At a news conference with Turkish Prime Minister Recep Tayyip Erdogan in the White House Rose Garden, Obama says the only way to resolve the crisis is for Assad to hand over power to a transitional government. He says Turkey will play a critical role in that process.
“We’re going to keep increasing the pressure on the Assad regime and working with the Syrian opposition,” Obama said. “We both agree that Assad needs to go.”
Obama said the U.S. will continue helping nations in the region deal with refugees with humanitarian aid.
Erdogan says the U.S. and Turkey have overlapping goals when it comes to Syria. Neither leader mentioned that the U.S. and Turkey remain far apart on just how to handle Syria’s bloody civil war.
Erdogan is visiting Washington just days after two car bombs in Turkey killed dozens in the deadliest terrorist attack there in years. Turkish authorities have blamed Syrian intelligence, and Erdogan has been calling for more aggressive steps to topple Assad’s government. Obama extended condolences for what he called the “outrageous bombings” and said the United States stands with Turkey in fighting terror threats.
But the Obama administration remains reluctant to take the kind of action Turkey would like to see, including establishing a no-fly zone in Syria.
The disagreement was unlikely to spoil a day of pomp for Erdogan, who arrived at the White House under the flags of a U.S. military honor guard lining the north driveway. He met with Obama in the Oval Office for three hours focusing largely on Mideast security issues, but Obama said they also agreed to create “a new high level committee” to focus on increasing trade and investment between the two countries.

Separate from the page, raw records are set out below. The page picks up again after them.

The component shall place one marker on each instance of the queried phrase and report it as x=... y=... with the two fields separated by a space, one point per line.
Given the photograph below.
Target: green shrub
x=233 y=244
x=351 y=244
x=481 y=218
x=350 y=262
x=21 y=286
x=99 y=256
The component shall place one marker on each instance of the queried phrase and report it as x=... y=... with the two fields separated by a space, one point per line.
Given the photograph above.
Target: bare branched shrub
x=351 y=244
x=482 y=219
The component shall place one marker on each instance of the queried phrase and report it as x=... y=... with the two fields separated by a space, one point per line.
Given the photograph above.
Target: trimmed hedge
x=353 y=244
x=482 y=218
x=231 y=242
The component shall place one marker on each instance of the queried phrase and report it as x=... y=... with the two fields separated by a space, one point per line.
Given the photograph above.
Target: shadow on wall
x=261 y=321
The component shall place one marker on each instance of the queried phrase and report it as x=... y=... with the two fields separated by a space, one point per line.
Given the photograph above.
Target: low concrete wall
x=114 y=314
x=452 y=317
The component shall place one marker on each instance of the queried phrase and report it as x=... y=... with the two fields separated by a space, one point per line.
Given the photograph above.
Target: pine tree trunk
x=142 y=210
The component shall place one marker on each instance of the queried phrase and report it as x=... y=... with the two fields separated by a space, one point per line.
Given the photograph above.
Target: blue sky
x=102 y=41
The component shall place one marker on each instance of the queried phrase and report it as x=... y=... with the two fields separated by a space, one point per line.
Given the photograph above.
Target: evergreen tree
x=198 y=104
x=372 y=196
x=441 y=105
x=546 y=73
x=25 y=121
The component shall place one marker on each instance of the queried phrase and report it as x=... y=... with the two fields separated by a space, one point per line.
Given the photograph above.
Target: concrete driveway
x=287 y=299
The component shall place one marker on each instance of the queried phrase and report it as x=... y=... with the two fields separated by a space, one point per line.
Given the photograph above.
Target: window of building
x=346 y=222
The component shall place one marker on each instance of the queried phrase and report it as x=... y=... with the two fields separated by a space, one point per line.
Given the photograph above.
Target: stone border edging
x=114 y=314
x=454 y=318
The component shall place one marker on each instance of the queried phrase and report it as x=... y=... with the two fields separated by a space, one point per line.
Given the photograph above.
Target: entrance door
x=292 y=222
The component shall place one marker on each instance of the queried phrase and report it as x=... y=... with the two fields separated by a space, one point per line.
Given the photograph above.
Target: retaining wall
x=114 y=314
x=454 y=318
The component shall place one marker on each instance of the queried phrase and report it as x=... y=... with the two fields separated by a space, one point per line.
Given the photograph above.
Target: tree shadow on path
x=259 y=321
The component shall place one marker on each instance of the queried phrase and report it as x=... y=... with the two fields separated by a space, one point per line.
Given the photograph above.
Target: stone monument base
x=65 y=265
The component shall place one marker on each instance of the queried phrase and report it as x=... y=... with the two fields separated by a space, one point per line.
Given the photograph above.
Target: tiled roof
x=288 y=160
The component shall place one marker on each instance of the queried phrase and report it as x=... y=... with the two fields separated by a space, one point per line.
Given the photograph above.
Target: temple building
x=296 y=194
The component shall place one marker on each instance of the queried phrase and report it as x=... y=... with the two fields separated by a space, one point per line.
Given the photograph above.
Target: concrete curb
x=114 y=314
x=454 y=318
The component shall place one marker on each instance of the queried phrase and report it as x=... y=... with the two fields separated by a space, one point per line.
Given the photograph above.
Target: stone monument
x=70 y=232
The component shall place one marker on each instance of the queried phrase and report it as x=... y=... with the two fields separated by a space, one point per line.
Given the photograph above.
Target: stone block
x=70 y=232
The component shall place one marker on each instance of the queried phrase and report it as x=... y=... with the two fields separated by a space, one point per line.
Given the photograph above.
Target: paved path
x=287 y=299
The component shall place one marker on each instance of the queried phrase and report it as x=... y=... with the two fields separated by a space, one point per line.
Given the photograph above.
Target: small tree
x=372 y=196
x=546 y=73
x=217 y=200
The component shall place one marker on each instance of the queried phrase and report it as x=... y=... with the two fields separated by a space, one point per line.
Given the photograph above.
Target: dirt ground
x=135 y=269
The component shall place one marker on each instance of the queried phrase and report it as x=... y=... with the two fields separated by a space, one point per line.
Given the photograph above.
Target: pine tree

Erdogan also was being treated to a formal lunch at the State Department lunch with Vice President Joe Biden and Secretary of State John Kerry before his return to the White House for a working dinner with the president.
Despite differences over Syria, Erdogan will welcome the opportunity to showcase his close ties with Obama. He arrives after recently marking 10 years in office as a dominant figure in Turkish politics. As much as Erdogan wants the U.S. to exert greater power in Syria, the Obama administration sees Turkey as a critical broker on a host of issues in the region.
The administration recently negotiated a deal to repair ties between Turkey and Israel, which were severed following a 2010 Israeli raid on a Gaza-bound aid flotilla in which eight Turks and a Turkish-American were killed. The administration hopes to see an understanding sealed during Erdogan’s visit on compensation for the victims of the raid and their families. The U.S. sees reconciliation between Turkey and Israel as critical as it seeks to revitalize peace talks between Israelis and Palestinians.
It is also looking for Turkish help in ramping up sanctions on Iran and in cooling ethnic tensions in Iraq. Both Turkey and the U.S. see an opportunity this year to restart talks on the reunification of Cyprus, an issue that is also likely to come up in talks between Obama and Erdogan. Cyprus was split in 1974, when Turkey invaded after a coup by supporters of a union with Greece. A Turkish Cypriot declaration of independence in 1983 is recognized only by Turkey, which maintains 35,000 troops there. Turkey doesn’t recognize Cyprus as a sovereign country.
Following the recent terrorist attacks in Turkey, Erdogan and Obama also will look to step up cooperation on counterterrorism.
Finally, the U.S. administration is likely to reassure Erdogan that Turkey will not lose out as the administration seeks a massive free trade deal with the European Union. Obama may also offer praise for Erdogan’s initiative to make peace with Kurdish rebels after a nearly 30-year battle.